Mr. Baird approached Ms. Harjo, and in September 1992 a legal battle began when Harjo et al. v. Pro Football Inc., the corporate name of the Redskins, was filed with the Trademark Trial and Appeal Board. After the three-judge panel agreed to remove the protections, the case was appealed, and a federal judge overturned the decision, saying that the plaintiffs had waited too long to file their case, something that Ms. Harjo and others call a technicality. The Supreme Court declined to hear the appeal.
“Those of us who were plaintiffs have passed on, and many of us have become grandfathers and grandmothers, and our hair has turned grayer, and still we haven’t been heard on our merits,” said Manley A. Begay Jr., a co-plaintiff who teaches at the University of Arizona.
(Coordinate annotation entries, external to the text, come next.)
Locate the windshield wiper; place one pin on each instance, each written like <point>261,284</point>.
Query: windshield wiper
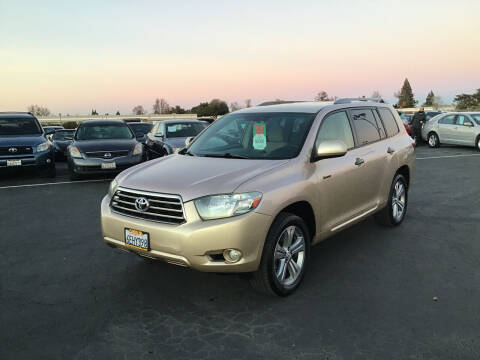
<point>226,155</point>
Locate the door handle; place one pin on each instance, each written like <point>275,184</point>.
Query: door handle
<point>359,161</point>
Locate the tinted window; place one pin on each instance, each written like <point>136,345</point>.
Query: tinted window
<point>336,127</point>
<point>448,120</point>
<point>389,121</point>
<point>98,132</point>
<point>255,135</point>
<point>184,129</point>
<point>19,126</point>
<point>365,126</point>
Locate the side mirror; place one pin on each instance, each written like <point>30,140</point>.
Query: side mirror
<point>189,140</point>
<point>329,149</point>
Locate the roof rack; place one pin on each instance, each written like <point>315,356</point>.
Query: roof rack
<point>349,100</point>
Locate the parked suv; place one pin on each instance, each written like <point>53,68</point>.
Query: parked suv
<point>261,185</point>
<point>24,144</point>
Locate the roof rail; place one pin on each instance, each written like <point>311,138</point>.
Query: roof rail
<point>349,100</point>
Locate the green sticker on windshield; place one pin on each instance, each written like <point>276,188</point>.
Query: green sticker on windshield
<point>259,136</point>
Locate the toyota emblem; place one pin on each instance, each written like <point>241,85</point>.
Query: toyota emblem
<point>142,204</point>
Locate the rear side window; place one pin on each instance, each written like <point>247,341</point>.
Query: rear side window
<point>336,127</point>
<point>389,121</point>
<point>365,126</point>
<point>447,120</point>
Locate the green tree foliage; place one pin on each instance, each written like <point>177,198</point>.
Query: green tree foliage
<point>430,100</point>
<point>467,101</point>
<point>405,96</point>
<point>215,107</point>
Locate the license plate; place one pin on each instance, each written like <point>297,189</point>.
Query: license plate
<point>14,162</point>
<point>109,166</point>
<point>137,239</point>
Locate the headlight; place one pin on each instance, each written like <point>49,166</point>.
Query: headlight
<point>75,153</point>
<point>222,206</point>
<point>112,188</point>
<point>43,146</point>
<point>138,149</point>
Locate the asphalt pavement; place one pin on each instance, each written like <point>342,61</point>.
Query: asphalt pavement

Referring to a once common term for blacks, he added, “After Sambo was removed years and years ago, we still have to deal with these mascots.”
To get around the court’s argument that too much time had passed, Ms. Harjo organized another case with younger American Indian plaintiffs. Oral arguments in that case were heard in March, and Ms. Harjo and others expect a decision perhaps by the end of the year. They are optimistic because, among other things, both sides agreed to recycle the records from the Harjo case as the foundation for this one.
Even if Ms. Harjo and her compatriots prevail in that case, Mr. Snyder will still be able to use the Redskins name. But the federal government would no longer be obliged to protect the team’s trademarks, and thus less likely to seize counterfeit goods, a potentially expensive exemption that could hit the team and league in the pocketbook.
“You’re not just dealing with the Washington franchise, but the whole of the N.F.L.,” Ms. Harjo said. “It’s one monolith after another laden with money and the power it represents.”